Nudes Is Good News for Broadway Box-Office

Daniel Radcliffe and other actors who doff their clothing onstage are smart enough to acknowledge that doing so helps sell tickets. Take for example Hunter Parrish, a star of the hit Showtime series Weeds, who’s currently playing the central role of Melchior in the Broadway musical Spring Awakening.

In a promotional video for the show that’s easily found online, Parrish tells his fans: “You guys gotta come. If you’re into Weeds and the intellectual writing there and the artful aspects of how that’s put together, [Spring Awakening] is quite spectacular of a show. And it’s live, and you get to see my butt. So, there you go!”

While bare butts (etc.) almost always mean big box-office, sometimes the opposite is the case. One theory for the relatively brief run of the Broadway musical The Full Monty is that straight men stayed away in droves because they were put off by the title and the ad campaign, which stressed the “naked men” hook of the show despite the fact that the principal actors were fully exposed for only about two seconds in the finale. (Even then, audience perusal of their private parts was made difficult by a skillfully designed and executed lighting effect).
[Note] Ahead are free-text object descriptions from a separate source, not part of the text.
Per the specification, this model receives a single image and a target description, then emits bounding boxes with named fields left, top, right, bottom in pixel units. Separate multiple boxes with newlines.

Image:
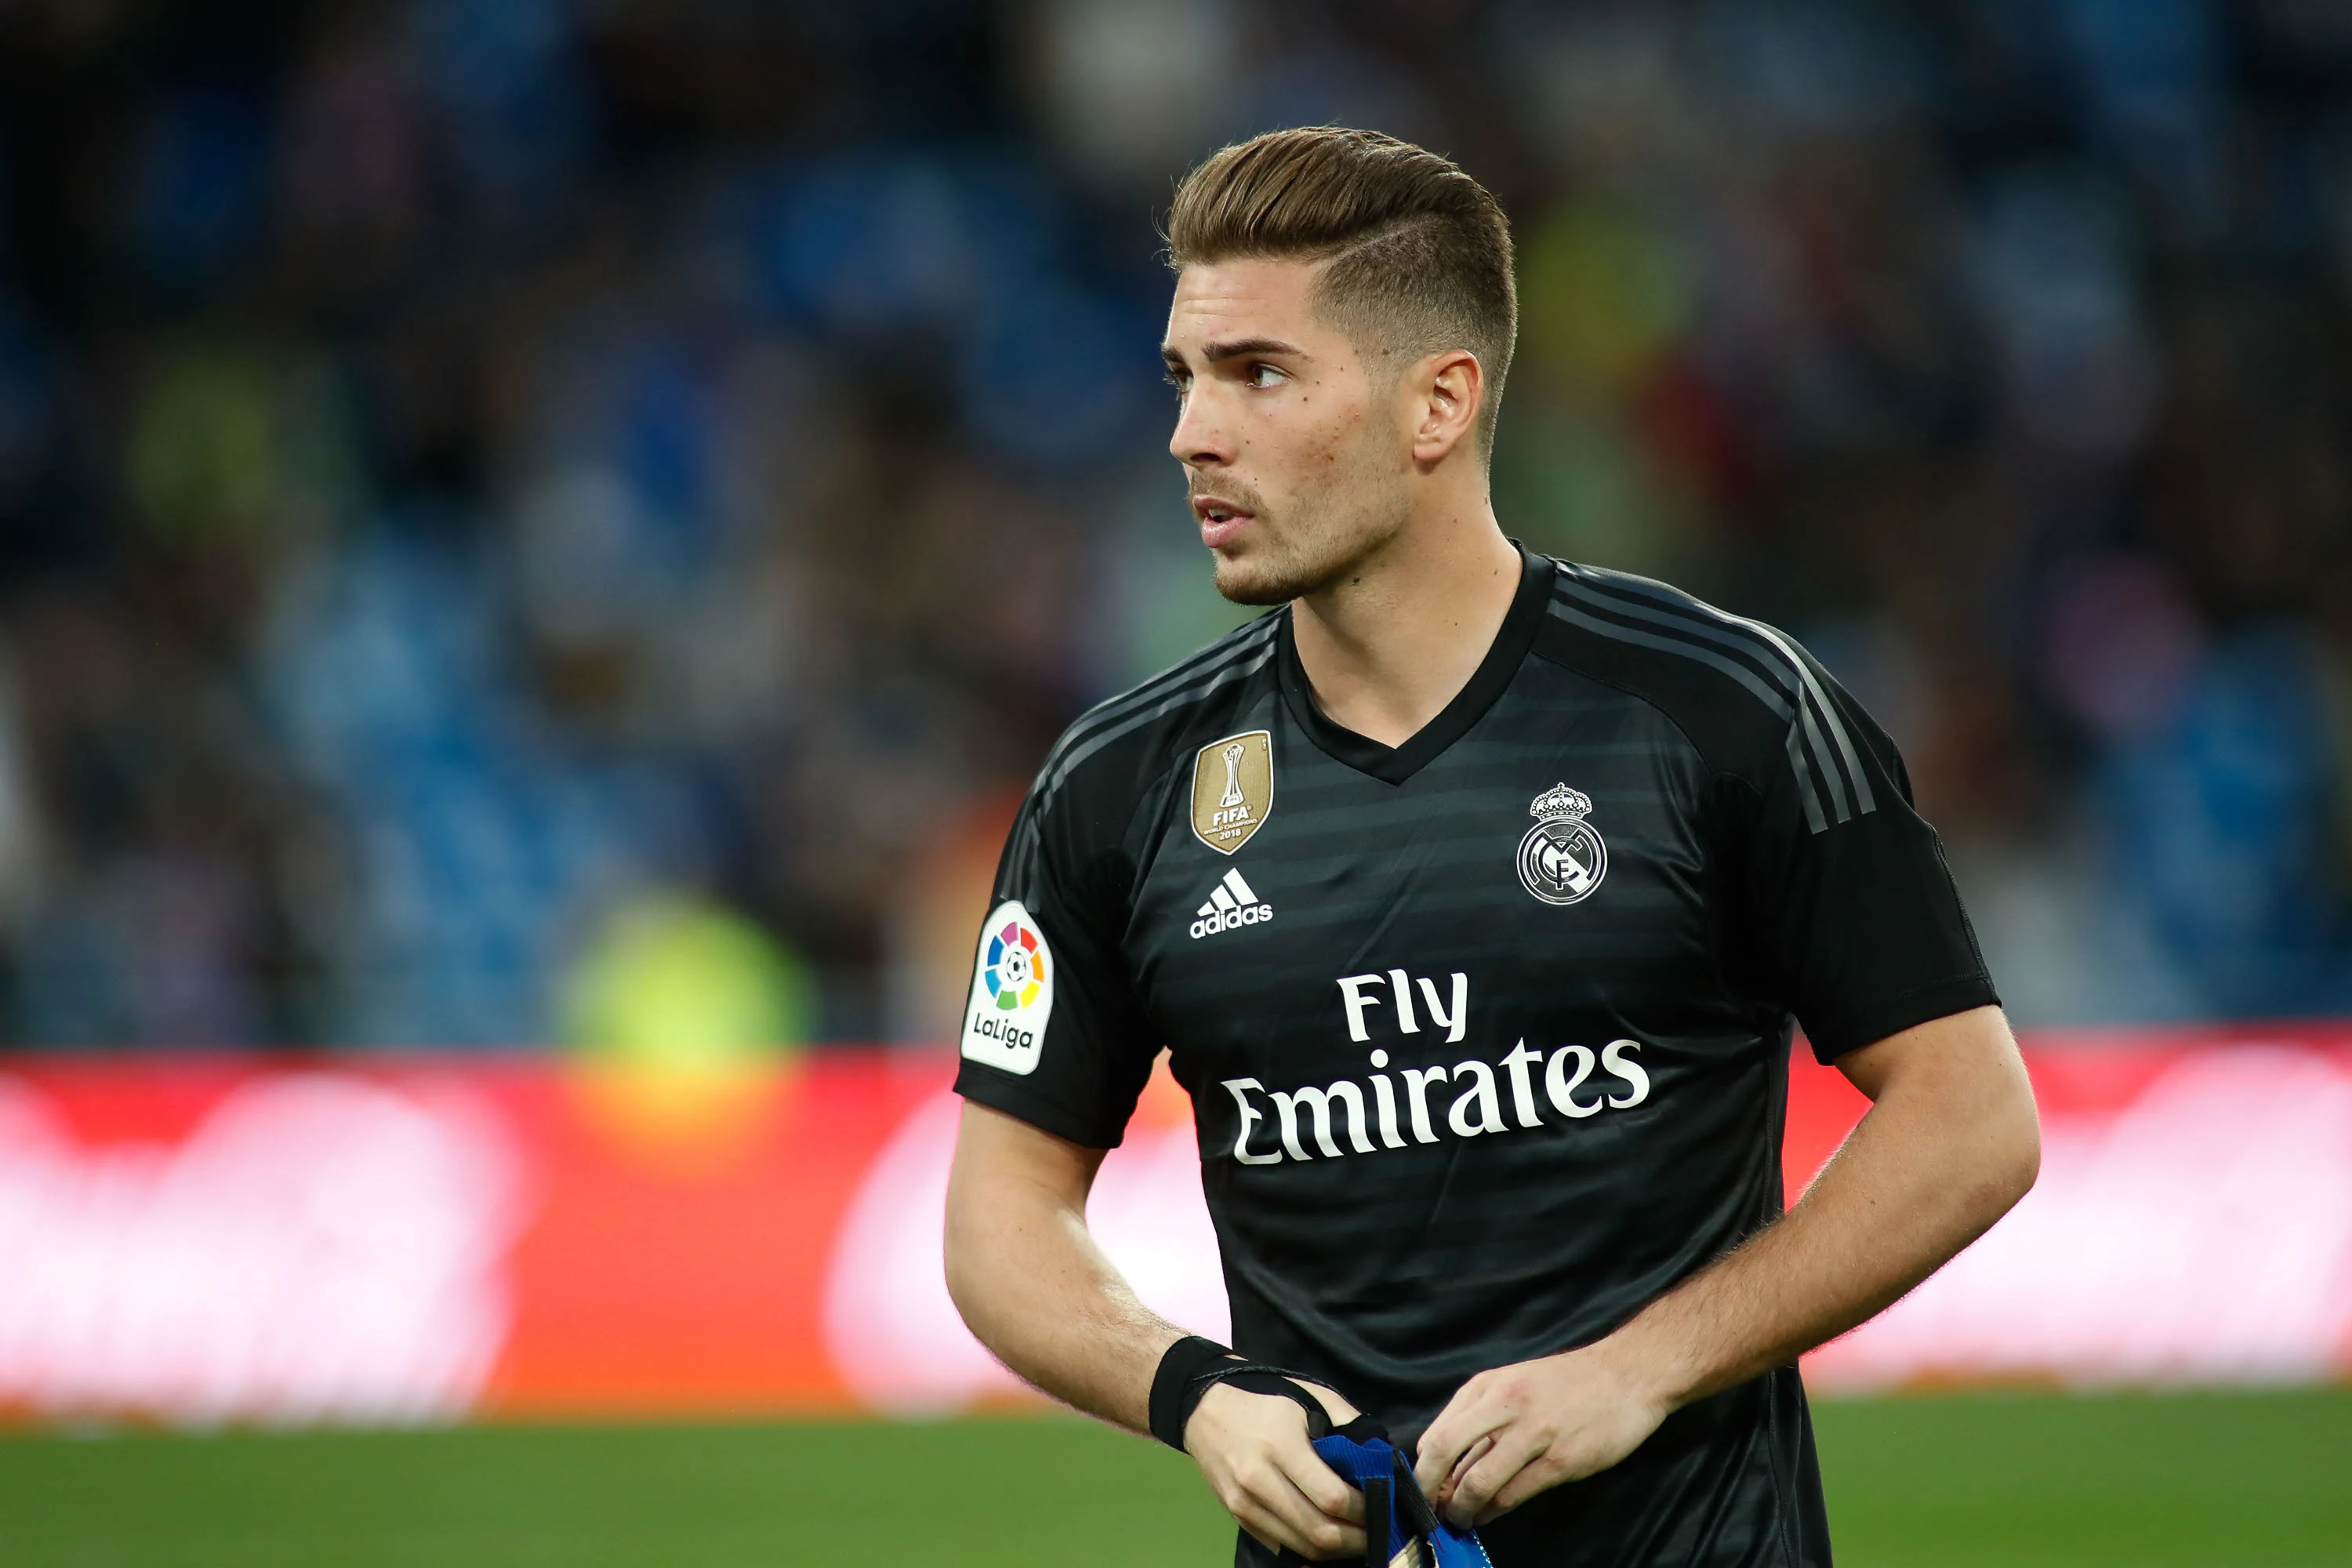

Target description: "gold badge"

left=1190, top=730, right=1275, bottom=855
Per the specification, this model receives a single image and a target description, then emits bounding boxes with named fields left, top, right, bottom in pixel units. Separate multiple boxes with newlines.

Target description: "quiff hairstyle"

left=1166, top=126, right=1517, bottom=456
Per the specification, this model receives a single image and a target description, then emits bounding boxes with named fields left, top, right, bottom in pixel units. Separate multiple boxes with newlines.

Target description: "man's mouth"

left=1192, top=494, right=1256, bottom=547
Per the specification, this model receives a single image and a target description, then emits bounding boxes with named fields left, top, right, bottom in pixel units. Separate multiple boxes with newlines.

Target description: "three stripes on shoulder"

left=1548, top=564, right=1878, bottom=835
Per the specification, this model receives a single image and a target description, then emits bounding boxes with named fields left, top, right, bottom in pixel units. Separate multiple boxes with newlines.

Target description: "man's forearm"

left=946, top=1105, right=1374, bottom=1560
left=1606, top=1007, right=2041, bottom=1408
left=943, top=1105, right=1184, bottom=1432
left=1415, top=1008, right=2041, bottom=1525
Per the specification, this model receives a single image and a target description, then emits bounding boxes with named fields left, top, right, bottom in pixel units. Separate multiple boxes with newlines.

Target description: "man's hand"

left=1412, top=1340, right=1669, bottom=1527
left=1185, top=1381, right=1367, bottom=1560
left=1414, top=1006, right=2039, bottom=1530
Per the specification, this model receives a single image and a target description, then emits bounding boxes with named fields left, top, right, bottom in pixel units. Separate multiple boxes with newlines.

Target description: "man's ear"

left=1408, top=350, right=1483, bottom=467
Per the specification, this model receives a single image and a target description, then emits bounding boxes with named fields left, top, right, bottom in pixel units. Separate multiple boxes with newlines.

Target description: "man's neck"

left=1290, top=505, right=1523, bottom=750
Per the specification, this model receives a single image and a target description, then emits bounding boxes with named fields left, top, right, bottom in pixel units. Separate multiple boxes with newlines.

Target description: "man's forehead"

left=1163, top=257, right=1330, bottom=354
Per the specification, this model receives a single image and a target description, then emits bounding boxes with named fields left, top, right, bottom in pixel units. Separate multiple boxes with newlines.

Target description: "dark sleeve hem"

left=1804, top=974, right=2002, bottom=1063
left=953, top=1068, right=1128, bottom=1150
Patrick Wilson in The Full Monty

Lesson for producers: If a large percentage of your show’s target audience is presumed to be straight men, ixnay on the enis-pay. Is anyone surprised that there are no naked men on view in Jersey Boys or Spamalot?
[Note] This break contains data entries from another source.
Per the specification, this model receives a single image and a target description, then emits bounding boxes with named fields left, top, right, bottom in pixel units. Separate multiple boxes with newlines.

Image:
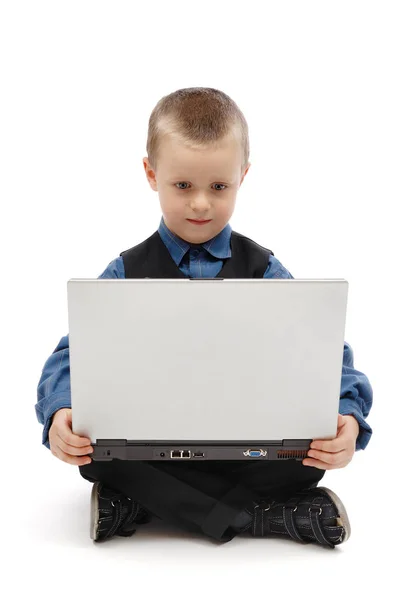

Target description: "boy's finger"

left=56, top=447, right=92, bottom=466
left=302, top=458, right=327, bottom=470
left=58, top=429, right=91, bottom=447
left=56, top=433, right=93, bottom=456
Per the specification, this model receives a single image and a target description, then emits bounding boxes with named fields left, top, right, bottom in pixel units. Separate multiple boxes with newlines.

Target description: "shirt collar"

left=158, top=216, right=232, bottom=267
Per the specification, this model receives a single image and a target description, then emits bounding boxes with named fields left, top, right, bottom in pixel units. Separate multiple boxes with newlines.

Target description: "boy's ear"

left=239, top=163, right=251, bottom=186
left=143, top=157, right=158, bottom=191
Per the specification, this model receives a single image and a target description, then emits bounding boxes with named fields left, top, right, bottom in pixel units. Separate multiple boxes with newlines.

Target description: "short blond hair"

left=146, top=87, right=249, bottom=174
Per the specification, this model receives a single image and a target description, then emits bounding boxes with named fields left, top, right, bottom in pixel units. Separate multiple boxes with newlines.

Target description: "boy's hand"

left=302, top=414, right=360, bottom=470
left=49, top=408, right=93, bottom=466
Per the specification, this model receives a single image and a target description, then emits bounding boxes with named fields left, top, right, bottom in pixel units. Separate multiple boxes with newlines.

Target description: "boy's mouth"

left=187, top=219, right=212, bottom=224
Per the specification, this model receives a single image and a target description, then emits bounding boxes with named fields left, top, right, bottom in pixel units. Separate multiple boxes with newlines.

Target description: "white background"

left=1, top=0, right=399, bottom=597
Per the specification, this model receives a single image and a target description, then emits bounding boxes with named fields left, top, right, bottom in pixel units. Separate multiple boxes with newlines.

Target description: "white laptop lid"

left=67, top=279, right=348, bottom=443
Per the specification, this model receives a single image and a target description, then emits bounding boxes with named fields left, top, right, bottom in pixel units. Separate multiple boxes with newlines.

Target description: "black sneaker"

left=90, top=481, right=152, bottom=542
left=247, top=486, right=351, bottom=548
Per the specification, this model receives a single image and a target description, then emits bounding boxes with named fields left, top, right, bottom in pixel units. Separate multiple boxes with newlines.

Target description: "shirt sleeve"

left=263, top=254, right=295, bottom=279
left=35, top=257, right=125, bottom=450
left=339, top=342, right=373, bottom=451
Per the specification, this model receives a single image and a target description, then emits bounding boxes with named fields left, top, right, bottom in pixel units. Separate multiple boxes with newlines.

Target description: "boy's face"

left=143, top=133, right=250, bottom=244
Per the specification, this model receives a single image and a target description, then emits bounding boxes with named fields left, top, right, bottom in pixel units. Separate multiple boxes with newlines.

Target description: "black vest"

left=120, top=230, right=274, bottom=278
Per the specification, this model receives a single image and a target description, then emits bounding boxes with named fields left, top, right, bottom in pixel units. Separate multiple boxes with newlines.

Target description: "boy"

left=35, top=87, right=373, bottom=548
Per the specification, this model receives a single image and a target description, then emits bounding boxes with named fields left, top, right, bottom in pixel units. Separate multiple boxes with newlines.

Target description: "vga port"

left=243, top=448, right=267, bottom=458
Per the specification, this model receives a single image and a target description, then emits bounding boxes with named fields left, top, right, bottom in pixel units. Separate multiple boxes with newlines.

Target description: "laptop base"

left=90, top=439, right=313, bottom=461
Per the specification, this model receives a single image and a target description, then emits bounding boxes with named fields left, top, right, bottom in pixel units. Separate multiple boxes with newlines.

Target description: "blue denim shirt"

left=35, top=216, right=373, bottom=451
Otherwise, it’s great business sense to bring on buff guys in the buff. Funny story: Terrence Howard appeared nude at the top of the recent Broadway revival of Cat on a Hot Tin Roof, and though he was standing upstage with his back to the audience, that was enough to cause an overjoyed female audience member at one performance to shout, “This is what I paid my money for!”

If nudity has been common on Broadway over the past 40 years or so, it’s even more common Off-Broadway, in scores of shows ranging in quality from Edward Albee’s The Play About the Baby to amiable fluff (pardon the expression!) like Paul Rudnick’s The Most Fabulous Story Ever Told.

There has also been a subset of shows marketed specifically to gay men of a certain age, giving them the opportunity to see taut, young male bodies nude (or semi-nude) onstage. For a while, the Cute Boys in Their Underpants series played to appreciative niche audiences at the Sanford Meisner Theater. (One of the most amusingly titled entries in the series was Cute Boys in Their Underpants Go To France.)

But the long-run champ of this genre is Naked Boys Singing, which also wins the "Truth in Theater Advertising Award" hands down. However, it’s fascinating to note that, while this show’s audience was initially made up almost exclusively of gay men, word is that it now consists mostly of bachelorette parties!

The cast of Naked Boys Singing

Nudity can be and has been used to sell the most unlikely of shows. Just recently, New York theatergoers were treated to “a daring, completely nude interpretation of Walt Whitman's epic Leaves of Grass" at The Cell on West 23rd Street. Conceived and directed by Jeremy Bloom, the show featured “a chorus of 25 diverse and fully nude performers.”

In a press release, Bloom insisted that “staging nudity in the context of Whitman's text is the most honest approach,” because "each succeeding line, passage, and turn of phrase celebrates the bare human form as an intersection of nature and industry." A more cynical observer might put it this way: If you want to have a prayer of selling tickets to a poetry reading, you’d damn well better make sure that all of the actors are naked.

Just how much of a positive effect can male nudity have on the financial success of an off-the-radar show when word gets out? Consider Ascension, a play that ran Off-Off-Broadway in 2006.

Brandon Ruckdashel in Ascension

The three-character, low-budget production was scheduled to play for three weeks, but the run was extended and the ticket price tripled when Anita Gates reviewed it for The New York Times. Though she praised the show in general, it was almost certainly her commentary on the nudity of 23-year-old star Brandon Ruckdashel – who, in her estimation, possesses "the intense blond good looks of a young Brad Pitt with a soupçon of James Dean" – that caused all that commotion at the box office.